Presso Visionarea Art Space, Auditorium della Conciliazione di Roma, è esposta la mostra “Liao Pei. Liquid Shadow”, fino al 6 marzo, realizzata a cura di Wang Meng e Gianluca Marziani, come viaggio immersivo nelle visioni dell’estremo oriente in dialogo con il vecchio continente, ad opera di un’artista che scandaglia volti, toccando il metafisico.

La mostra gode del il prezioso sostegno della Fondazione Cultura e Arte, ente strumentale della Fondazione Terzo Pilastro, Internazionale, presieduta dal Prof. Avv. Emmanuele Francesco Maria Emanuele.

Liao Pei-Shadow No 7, 2019, Olio e carboncino su tela, cm50x50

È qui raccolta una selezione di pitture ad olio su tela. Le opere, realizzate nel corso del 2019, catturano lo spazio come una costellazione omogenea e orchestrale. Dotate di forte impatto e altrettanto mistero, somigliano a particelle cellulari di un organismo sinaptico, sorta di oscuri frammenti fluidi che galleggiano nel bianco amniotico della galleria.

Liao Pei dipinge volti, corpi, spiriti, fantasmi, anime e ogni quadro racchiude idealmente tutte queste identità ma nessuna supera le altre per evidenza figurativa.

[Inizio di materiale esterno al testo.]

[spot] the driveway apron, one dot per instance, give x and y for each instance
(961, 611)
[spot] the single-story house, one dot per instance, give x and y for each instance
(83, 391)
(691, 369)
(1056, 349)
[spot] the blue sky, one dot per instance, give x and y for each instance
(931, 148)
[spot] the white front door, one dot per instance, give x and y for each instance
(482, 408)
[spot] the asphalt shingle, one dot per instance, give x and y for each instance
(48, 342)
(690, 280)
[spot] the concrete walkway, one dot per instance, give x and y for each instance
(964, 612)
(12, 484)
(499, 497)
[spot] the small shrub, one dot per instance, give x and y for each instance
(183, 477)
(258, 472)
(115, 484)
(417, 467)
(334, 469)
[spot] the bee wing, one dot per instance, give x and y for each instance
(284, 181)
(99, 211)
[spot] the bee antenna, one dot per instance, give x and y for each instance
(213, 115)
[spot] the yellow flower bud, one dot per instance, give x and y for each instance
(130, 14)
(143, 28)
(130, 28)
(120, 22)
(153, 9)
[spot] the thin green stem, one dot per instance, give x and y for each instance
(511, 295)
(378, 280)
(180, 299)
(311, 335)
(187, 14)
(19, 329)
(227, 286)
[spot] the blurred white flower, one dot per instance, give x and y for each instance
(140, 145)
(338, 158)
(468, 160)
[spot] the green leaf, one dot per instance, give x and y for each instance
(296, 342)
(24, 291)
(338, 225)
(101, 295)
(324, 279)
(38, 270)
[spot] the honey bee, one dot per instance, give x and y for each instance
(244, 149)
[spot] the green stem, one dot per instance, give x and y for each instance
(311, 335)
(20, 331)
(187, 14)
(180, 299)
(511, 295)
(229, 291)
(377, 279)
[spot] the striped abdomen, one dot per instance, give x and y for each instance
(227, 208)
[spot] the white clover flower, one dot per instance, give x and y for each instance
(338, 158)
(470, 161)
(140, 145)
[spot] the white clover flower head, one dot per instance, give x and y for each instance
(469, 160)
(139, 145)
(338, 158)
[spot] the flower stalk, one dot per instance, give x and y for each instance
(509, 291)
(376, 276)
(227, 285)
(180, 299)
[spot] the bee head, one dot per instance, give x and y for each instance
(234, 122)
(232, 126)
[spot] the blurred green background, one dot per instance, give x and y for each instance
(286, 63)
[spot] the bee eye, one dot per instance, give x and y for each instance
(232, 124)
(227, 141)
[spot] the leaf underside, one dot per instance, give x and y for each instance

Il fantasma diventa solido, il volto cattura l’evanescenza, l’anima trattiene qualcosa del corpo, lo spirito poggia i piedi al suolo: ogni apparizione pittorica è il senso di un controsenso, le semplici categorie si sfaldano, gli stati fluttuanti della materia trasformano la narrazione lineare e il suo contenuto simbolico. La pittura di Liao Pei riesce dove altri linguaggi visivi si fermano: scende nella radice dello sguardo, nel sottosuolo invisibile dell’io, in una geologia spirituale dove il complemento di supporto è un certo suono elettronico, quel sistema di bordoni, glitch e field recording (Fennesz, Rafael Anton Irisarri, William Basinski, Ben Frost, King Midas Sound, Oren Ambarchi) che ha trasformato la musica recente in una raffigurazione elettrica dei paesaggi interiori.

L’artista cinese metabolizza la memoria di formazione autoctona con i processi di sintesi del globalismo linguistico. Il risultato ci trascina in un vortice distopico, dentro il mare nero delle ombre liquide che diventano segnali atavici, flash della memoria, quark retinici. Sono “apparizioni” inafferrabili, passaggi densi eppure rapidissimi, istanti che dilatano la propria stasi a due dimensioni. Non esistono polarità terrestri, alto e basso, sopra e sotto, adesso e dopo; qui si fa un salto centrifugo nell’antimateria interiore, nella veggenza aliena, nei disegni neolitici, nelle nebulose cosmiche, nel micromondo cellulare.